In contrast, WUSTL's method looks for phasing at the DNA level, so "they can tell you immediately that these four mutations co-occur, of which one is germline and three are somatic," he said. "It gives you some extra information for free that we don't have in our method."

Vaxrank is being used in three cancer vaccine trials at the Icahn School of Medicine that focus on developing personal vaccines for patients with advanced non-hematologic malignancies, glioblastoma, and urothelial cancer.

Meanwhile, the WUSTL researchers have encapsulated their approach in a module that they are making available as part of the pVACtools suite. The updated pipeline follows the same process that existing tools do but includes an additional step where researchers consider sequences in the region around the candidate variants to see if there are any somatic or germline polymorphisms on the same allele that could potentially affect the selected peptide sequences. "If we find that they are within the window that matters for the size of peptide that we are trying to design for the vaccine, we correct the candidate peptide sequence to personalize it to that person's genome sequence," Griffith explained.
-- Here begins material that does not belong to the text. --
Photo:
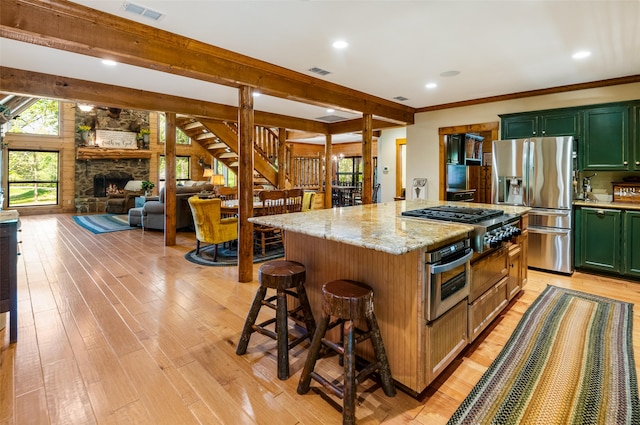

As part of their next steps, the researchers are prepping updated pipelines for use in current and future clinical trials at WUSTL, Griffith said. "These have to be very carefully documented and versioned so that they don’t change as rapidly as the version of the pipeline that's used in a research context," he said.  He expects that his team will be ready to deploy the patient-ready pipelines in the next three to six months.

The researchers are also exploring other avenues for improving tumor neoantigen prediction and characterization. For example, they are looking at exploring class II MHC interactions in tumor cells in greater depth and they want to find ways to incorporate data from expression levels of MHC molecules in tumors. "There's been a probably unjustified fixation on class I MHC interactions and CD8+ T-cell response and it is becoming increasingly obvious that CD4+ or class II MHC interactions are really important," Griffith said.

Furthermore, "we are not routinely looking for somatic mutations in the MHC loci of the tumors themselves," he noted. This has value, according to the results of at least one study performed last year by researchers from Memorial Sloan Kettering Cancer Center and elsewhere, which demonstrated that patients' human leukocyte antigen (HLA) genotypes influence how well they respond to immunotherapy. In that study, the researchers inferred the HLA genotypes from normal DNA. However, Griffith noted that these genotypes could have changed in the tumor sample, and this could be an important factor in selecting peptide candidate. "It will certainly be important to understand mechanisms of resistance to immunotherapies," he said.